Despite what many modern critics say, Shakespeare's plays are written from a profoundly Christian perspective. This site presents literary criticism demonstrating that. To submit your essay for publication (arguing either for or against this position), email us - kevin @ thewordinc.org

Shakespeare, Thomas More and Henry VIII

Joseph Pearce speculates on the political mood behind Sir Thomas More and Henry VIII.
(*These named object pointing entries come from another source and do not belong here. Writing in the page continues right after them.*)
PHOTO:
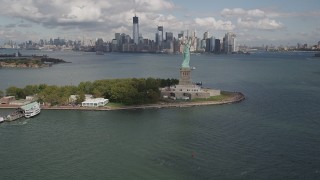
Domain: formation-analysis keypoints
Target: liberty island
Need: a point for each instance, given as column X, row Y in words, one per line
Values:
column 190, row 93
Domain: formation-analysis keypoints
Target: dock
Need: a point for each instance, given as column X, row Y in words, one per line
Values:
column 17, row 114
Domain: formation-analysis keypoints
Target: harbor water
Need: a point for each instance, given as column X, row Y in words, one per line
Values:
column 273, row 134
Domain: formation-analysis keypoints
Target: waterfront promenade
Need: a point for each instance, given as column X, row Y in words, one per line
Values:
column 234, row 98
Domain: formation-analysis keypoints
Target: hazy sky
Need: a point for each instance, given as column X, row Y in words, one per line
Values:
column 255, row 22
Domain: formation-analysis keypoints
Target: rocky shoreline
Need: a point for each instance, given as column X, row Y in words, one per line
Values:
column 234, row 98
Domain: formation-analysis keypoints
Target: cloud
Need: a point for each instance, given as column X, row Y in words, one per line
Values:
column 262, row 24
column 211, row 23
column 10, row 25
column 253, row 13
column 90, row 15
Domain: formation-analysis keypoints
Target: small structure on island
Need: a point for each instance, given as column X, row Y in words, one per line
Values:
column 94, row 102
column 186, row 90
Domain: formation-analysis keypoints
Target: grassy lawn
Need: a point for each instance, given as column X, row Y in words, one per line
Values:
column 215, row 98
column 114, row 105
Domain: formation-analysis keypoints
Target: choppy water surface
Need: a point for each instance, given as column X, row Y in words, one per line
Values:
column 273, row 134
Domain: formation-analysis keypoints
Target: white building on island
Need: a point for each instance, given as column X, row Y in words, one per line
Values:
column 95, row 102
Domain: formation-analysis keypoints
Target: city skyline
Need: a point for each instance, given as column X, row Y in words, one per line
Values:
column 255, row 23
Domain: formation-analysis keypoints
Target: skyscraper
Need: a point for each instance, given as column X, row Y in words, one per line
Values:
column 229, row 43
column 135, row 34
column 160, row 34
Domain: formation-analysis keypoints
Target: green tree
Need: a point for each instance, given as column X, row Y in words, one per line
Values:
column 1, row 94
column 80, row 98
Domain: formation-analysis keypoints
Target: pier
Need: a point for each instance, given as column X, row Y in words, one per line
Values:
column 17, row 114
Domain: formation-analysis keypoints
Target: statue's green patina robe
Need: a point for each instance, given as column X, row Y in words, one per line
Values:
column 186, row 54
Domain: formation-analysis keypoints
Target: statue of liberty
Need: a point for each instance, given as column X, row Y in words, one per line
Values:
column 186, row 53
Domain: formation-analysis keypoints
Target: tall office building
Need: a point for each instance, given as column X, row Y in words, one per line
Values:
column 160, row 34
column 135, row 34
column 229, row 43
column 169, row 36
column 205, row 35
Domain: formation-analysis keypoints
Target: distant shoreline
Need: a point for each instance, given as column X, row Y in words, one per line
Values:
column 234, row 98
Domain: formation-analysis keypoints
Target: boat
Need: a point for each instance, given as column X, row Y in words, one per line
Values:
column 31, row 109
column 99, row 53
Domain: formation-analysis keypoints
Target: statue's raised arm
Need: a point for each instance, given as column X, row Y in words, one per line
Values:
column 186, row 53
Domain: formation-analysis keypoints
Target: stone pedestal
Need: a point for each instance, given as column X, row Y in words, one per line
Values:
column 185, row 76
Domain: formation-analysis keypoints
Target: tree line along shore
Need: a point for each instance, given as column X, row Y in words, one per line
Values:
column 130, row 93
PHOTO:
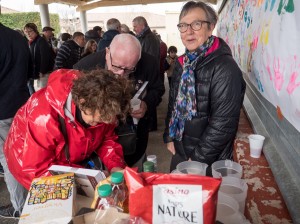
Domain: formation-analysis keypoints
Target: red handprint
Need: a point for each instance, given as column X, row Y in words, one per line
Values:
column 292, row 84
column 278, row 74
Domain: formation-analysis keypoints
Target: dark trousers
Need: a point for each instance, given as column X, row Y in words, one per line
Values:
column 30, row 85
column 141, row 143
column 178, row 159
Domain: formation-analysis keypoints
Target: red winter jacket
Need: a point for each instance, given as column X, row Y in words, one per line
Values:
column 35, row 141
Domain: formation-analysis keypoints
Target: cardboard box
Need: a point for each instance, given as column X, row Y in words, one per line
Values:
column 50, row 200
column 86, row 179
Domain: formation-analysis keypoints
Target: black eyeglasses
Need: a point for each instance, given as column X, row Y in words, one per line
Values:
column 116, row 68
column 196, row 25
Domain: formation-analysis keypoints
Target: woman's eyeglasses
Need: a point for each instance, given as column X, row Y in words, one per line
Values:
column 196, row 25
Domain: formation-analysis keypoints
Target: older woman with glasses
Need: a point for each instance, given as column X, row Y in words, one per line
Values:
column 206, row 94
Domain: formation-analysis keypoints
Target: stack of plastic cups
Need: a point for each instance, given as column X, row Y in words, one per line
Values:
column 233, row 190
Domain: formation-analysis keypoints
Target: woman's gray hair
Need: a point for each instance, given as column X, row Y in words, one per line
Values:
column 210, row 13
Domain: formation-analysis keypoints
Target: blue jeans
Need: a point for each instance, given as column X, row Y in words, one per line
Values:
column 17, row 192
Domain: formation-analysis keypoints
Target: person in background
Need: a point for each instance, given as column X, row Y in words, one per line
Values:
column 113, row 27
column 125, row 29
column 98, row 29
column 63, row 38
column 15, row 67
column 124, row 58
column 88, row 104
column 206, row 93
column 149, row 41
column 169, row 63
column 91, row 35
column 70, row 52
column 49, row 35
column 150, row 44
column 41, row 55
column 163, row 54
column 90, row 48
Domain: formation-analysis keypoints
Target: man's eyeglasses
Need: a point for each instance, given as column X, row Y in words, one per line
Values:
column 116, row 68
column 196, row 25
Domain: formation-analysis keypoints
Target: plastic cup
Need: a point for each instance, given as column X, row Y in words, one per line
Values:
column 192, row 167
column 256, row 144
column 135, row 104
column 237, row 189
column 227, row 211
column 153, row 159
column 223, row 168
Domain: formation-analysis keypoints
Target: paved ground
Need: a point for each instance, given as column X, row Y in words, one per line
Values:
column 155, row 146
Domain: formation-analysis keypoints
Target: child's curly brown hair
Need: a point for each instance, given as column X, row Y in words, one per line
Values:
column 104, row 91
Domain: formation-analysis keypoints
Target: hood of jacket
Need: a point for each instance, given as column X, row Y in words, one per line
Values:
column 58, row 91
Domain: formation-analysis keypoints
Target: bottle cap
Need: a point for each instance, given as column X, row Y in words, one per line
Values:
column 104, row 190
column 117, row 177
column 148, row 166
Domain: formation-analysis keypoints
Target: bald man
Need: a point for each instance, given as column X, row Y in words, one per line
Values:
column 125, row 57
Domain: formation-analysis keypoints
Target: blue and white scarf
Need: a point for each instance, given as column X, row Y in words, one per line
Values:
column 185, row 105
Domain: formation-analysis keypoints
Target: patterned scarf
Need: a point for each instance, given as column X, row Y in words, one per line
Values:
column 185, row 105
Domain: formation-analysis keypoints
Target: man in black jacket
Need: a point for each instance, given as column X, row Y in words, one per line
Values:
column 151, row 45
column 70, row 51
column 41, row 55
column 124, row 57
column 14, row 69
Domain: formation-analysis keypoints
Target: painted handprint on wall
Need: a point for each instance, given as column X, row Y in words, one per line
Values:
column 278, row 73
column 292, row 83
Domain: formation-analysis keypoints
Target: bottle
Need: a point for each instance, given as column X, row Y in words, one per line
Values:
column 106, row 199
column 148, row 166
column 120, row 191
column 153, row 158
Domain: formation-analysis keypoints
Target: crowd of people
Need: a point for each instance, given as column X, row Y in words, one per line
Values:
column 84, row 86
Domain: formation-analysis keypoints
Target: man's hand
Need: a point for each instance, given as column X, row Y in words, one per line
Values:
column 140, row 112
column 171, row 148
column 115, row 169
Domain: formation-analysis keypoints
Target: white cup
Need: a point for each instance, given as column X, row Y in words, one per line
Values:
column 153, row 159
column 256, row 143
column 135, row 104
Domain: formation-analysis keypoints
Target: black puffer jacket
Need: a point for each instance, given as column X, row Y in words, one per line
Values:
column 147, row 69
column 220, row 90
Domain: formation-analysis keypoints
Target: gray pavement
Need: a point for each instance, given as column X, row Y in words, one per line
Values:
column 155, row 146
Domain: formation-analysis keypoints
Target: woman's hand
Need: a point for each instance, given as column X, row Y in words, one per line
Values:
column 171, row 148
column 115, row 169
column 140, row 112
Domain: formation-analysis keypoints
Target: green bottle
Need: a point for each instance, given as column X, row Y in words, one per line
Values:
column 148, row 166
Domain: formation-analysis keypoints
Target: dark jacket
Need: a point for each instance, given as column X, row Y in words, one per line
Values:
column 42, row 56
column 14, row 72
column 106, row 39
column 68, row 54
column 150, row 43
column 147, row 69
column 220, row 90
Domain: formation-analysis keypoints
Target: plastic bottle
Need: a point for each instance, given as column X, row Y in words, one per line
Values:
column 153, row 158
column 148, row 166
column 120, row 191
column 106, row 199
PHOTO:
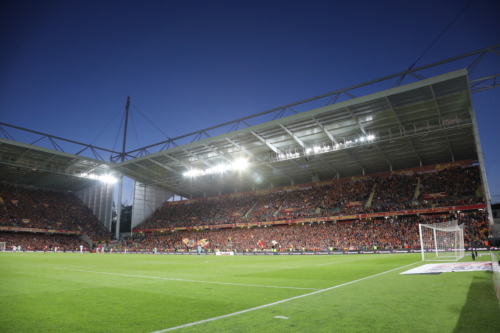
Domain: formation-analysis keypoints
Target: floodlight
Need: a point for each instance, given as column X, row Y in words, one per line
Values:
column 108, row 179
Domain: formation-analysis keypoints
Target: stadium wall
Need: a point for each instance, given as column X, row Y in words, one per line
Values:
column 147, row 199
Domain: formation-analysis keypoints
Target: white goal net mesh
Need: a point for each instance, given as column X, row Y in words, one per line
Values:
column 442, row 241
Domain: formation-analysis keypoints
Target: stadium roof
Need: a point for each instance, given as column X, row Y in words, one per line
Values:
column 422, row 123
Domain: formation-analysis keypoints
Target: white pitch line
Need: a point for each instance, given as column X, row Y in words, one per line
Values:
column 162, row 278
column 278, row 302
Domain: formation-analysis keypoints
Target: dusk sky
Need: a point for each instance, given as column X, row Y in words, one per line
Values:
column 67, row 67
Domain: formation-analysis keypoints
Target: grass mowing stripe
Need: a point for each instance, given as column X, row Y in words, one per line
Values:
column 279, row 302
column 184, row 280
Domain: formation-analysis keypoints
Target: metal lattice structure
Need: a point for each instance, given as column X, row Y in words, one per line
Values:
column 425, row 122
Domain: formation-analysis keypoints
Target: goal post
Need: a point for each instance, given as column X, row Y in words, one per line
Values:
column 442, row 241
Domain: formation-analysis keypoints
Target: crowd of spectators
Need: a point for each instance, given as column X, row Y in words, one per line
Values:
column 382, row 233
column 44, row 209
column 394, row 193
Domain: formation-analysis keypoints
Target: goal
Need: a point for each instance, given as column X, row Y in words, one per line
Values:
column 442, row 241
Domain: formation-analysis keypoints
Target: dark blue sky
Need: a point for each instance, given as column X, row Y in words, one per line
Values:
column 67, row 67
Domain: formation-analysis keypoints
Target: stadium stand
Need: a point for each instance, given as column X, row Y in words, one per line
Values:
column 41, row 209
column 23, row 208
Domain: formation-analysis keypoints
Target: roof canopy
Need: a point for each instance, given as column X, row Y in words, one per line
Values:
column 422, row 123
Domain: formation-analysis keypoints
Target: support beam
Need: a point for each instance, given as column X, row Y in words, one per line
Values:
column 296, row 138
column 271, row 146
column 401, row 126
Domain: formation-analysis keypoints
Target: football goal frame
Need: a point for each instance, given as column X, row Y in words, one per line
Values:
column 442, row 241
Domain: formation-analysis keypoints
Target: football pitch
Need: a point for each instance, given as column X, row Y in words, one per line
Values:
column 70, row 292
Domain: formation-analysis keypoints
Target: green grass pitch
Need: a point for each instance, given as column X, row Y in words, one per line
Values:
column 70, row 292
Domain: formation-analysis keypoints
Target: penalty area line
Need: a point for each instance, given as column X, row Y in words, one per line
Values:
column 278, row 302
column 184, row 280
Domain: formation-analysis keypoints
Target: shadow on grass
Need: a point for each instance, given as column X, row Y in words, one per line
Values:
column 481, row 312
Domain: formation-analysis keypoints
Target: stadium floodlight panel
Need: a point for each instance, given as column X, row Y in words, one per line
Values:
column 238, row 165
column 107, row 179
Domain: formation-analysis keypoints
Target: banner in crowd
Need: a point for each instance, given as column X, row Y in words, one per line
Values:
column 40, row 230
column 203, row 242
column 434, row 196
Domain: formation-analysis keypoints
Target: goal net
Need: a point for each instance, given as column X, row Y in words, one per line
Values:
column 442, row 241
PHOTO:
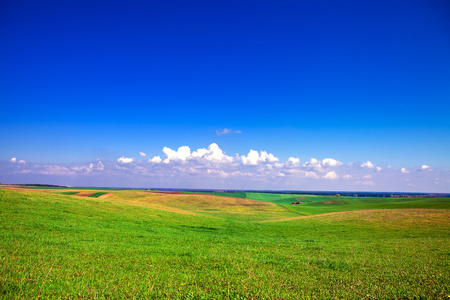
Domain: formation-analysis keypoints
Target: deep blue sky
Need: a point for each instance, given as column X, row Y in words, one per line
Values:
column 352, row 80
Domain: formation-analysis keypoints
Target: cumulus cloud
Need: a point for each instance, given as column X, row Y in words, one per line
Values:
column 14, row 160
column 329, row 162
column 293, row 162
column 311, row 174
column 331, row 175
column 425, row 168
column 180, row 155
column 211, row 167
column 125, row 160
column 227, row 131
column 313, row 163
column 155, row 159
column 368, row 164
column 253, row 158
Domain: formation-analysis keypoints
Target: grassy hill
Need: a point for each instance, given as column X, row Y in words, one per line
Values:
column 66, row 243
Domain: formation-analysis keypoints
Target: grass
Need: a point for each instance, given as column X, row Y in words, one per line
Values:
column 98, row 194
column 139, row 244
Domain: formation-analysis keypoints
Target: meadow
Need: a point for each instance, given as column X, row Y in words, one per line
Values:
column 116, row 244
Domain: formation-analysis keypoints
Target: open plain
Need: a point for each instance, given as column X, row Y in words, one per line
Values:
column 68, row 243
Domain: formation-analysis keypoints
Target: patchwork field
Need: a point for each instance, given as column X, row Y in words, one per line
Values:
column 115, row 244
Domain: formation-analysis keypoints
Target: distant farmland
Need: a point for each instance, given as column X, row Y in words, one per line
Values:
column 115, row 244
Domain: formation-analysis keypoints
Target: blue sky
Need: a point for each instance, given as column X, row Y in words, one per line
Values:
column 355, row 82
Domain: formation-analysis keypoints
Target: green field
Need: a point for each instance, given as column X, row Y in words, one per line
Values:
column 142, row 244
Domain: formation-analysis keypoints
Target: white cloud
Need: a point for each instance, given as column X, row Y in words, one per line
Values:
column 181, row 154
column 155, row 159
column 313, row 163
column 311, row 174
column 227, row 131
column 125, row 160
column 331, row 175
column 329, row 162
column 253, row 158
column 425, row 168
column 367, row 164
column 212, row 154
column 365, row 183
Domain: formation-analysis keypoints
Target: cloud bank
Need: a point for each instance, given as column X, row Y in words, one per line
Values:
column 212, row 168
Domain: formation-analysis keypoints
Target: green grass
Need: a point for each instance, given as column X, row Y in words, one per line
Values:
column 69, row 193
column 138, row 244
column 98, row 194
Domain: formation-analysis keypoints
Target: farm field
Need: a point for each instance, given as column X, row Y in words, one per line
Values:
column 116, row 244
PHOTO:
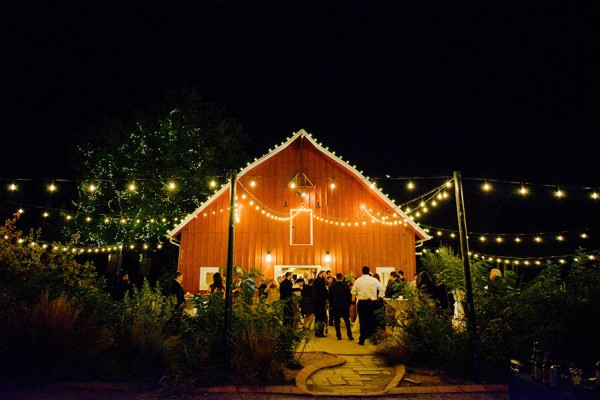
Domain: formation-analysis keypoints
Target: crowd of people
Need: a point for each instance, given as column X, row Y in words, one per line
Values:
column 320, row 300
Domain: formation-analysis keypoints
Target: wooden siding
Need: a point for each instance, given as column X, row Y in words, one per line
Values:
column 343, row 222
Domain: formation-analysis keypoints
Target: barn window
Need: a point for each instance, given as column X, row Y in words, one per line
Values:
column 301, row 227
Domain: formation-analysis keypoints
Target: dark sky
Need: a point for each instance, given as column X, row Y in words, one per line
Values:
column 496, row 89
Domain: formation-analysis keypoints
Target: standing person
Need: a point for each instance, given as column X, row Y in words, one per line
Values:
column 306, row 304
column 217, row 285
column 366, row 290
column 329, row 281
column 339, row 305
column 176, row 289
column 286, row 290
column 272, row 291
column 319, row 303
column 390, row 287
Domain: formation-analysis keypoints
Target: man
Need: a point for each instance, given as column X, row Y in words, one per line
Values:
column 366, row 291
column 393, row 285
column 339, row 305
column 286, row 291
column 319, row 298
column 176, row 289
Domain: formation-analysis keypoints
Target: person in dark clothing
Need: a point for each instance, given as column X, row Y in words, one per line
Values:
column 319, row 298
column 176, row 289
column 339, row 305
column 286, row 291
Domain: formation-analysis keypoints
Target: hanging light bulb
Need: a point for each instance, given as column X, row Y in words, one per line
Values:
column 523, row 190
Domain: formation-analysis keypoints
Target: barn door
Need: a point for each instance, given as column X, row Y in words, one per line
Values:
column 301, row 227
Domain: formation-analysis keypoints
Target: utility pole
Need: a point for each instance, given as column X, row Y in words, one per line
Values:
column 464, row 249
column 229, row 274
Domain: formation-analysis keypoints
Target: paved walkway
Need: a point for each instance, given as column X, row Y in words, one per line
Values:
column 357, row 372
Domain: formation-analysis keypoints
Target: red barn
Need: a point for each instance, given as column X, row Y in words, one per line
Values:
column 300, row 208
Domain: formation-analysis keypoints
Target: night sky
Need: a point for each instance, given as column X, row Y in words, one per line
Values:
column 503, row 90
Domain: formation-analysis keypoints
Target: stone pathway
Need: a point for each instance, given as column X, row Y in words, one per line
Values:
column 360, row 375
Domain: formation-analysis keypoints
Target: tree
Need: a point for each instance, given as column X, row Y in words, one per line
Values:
column 140, row 177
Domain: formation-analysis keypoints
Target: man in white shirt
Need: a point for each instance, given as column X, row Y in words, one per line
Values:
column 366, row 291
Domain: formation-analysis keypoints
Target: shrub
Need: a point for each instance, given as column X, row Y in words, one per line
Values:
column 49, row 341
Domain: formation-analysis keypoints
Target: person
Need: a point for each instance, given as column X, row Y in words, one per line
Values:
column 319, row 303
column 286, row 291
column 401, row 276
column 306, row 304
column 122, row 287
column 217, row 285
column 339, row 305
column 390, row 288
column 176, row 289
column 367, row 291
column 329, row 281
column 272, row 291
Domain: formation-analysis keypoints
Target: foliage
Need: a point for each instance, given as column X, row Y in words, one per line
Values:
column 28, row 270
column 49, row 340
column 554, row 309
column 186, row 141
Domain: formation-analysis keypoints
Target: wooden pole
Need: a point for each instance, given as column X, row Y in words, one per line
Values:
column 464, row 249
column 229, row 274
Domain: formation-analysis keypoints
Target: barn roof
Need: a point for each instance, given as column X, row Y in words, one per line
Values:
column 298, row 135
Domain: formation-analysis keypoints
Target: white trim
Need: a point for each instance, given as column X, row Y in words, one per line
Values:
column 302, row 133
column 203, row 284
column 293, row 213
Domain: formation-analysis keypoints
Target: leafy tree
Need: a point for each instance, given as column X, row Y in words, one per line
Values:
column 139, row 177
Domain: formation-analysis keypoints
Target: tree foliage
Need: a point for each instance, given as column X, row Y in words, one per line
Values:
column 185, row 142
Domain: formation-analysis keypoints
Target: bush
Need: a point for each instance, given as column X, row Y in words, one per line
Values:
column 555, row 309
column 49, row 341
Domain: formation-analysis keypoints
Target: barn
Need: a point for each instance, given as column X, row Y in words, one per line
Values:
column 300, row 208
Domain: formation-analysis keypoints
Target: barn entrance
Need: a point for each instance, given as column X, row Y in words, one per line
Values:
column 298, row 271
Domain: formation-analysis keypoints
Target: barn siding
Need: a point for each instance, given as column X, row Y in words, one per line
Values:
column 204, row 238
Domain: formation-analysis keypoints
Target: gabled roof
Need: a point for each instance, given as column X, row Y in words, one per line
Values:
column 298, row 135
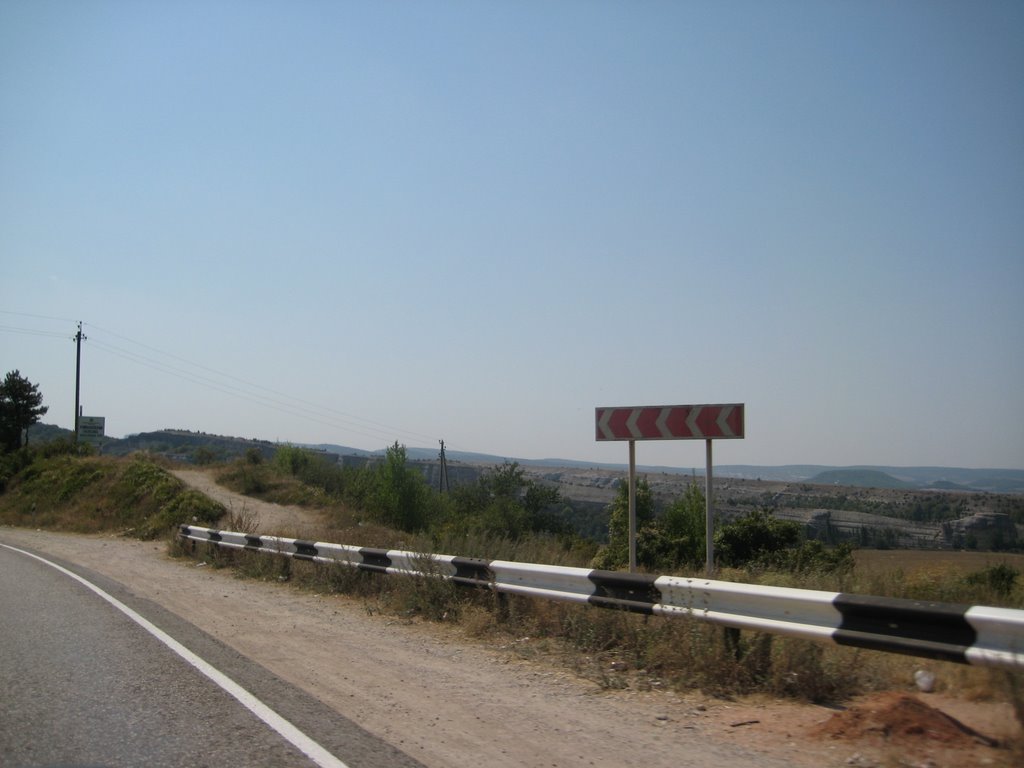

Shakespeare, Thomas More and Henry VIII
by
Joseph Pearce


As mentioned earlier on this site, I was honoured to be asked to write the introduction to the first Spanish edition of the play, Sir Thomas More, which was authored by Shakespeare in collaboration with several other contemporary playwrights. Querying some of the assertions that I made in that introduction, a Spanish correspondence wrote to ask "why Shakespeare was so cautious about censorship in this play, whereas he openly signed the perhaps even more pro-Catholic Henry VIII". Here's my response:


First, if the dating of the two plays is correct, i.e. around 1603 or 1604 for Sir Thomas More and circa 1612 or 1613 for Henry VIII, it is significant that the former was written or at least being submitted to the censor within months of the death of Elizabeth. This would seem to explain the caginess of Shakespeare and his collaborators. The future was uncertain, as was the fate of the play. By 1613 the shadow of Elizabeth and the Tudors would have weakened considerably, enabling playwrights to criticize them with more confidence. James had no reason to protect the reputation of the woman who had sanctioned the killing of his mother, nor did he owe any particular allegiance to Elizabeth's father. On the contrary, the Stuart Ascendancy might have tacitly welcomed a revisionist approach to their Tudor predecessors which accentuated a skeptical or ambivalent reading of recent history. In this respect, I am tempted to see a somewhat surprising parallel between the writing of Henry VIII and Solzhenitsyn's writing of One Day in the Life of Ivan Denisovich. Solzhenitsyn's novel was published in the midst of a repressive communist regime because it was seen by Krushchev as a work of historical revisionism attacking Stalin. In the same way that Krushchev was happy to see his predecessor's reputation questioned and maligned, so James might have been happy enough to allow criticism of Henry VIII. By contrast, Sir Thomas More was an historical figure whose subsidiarist approach to politics, insisting that obedience to the King must always be subject to obedience to God, would have made him an enduring political threat to the reigning monarch, especially in light of the emerging political philosophy of the Divine Right of Kings.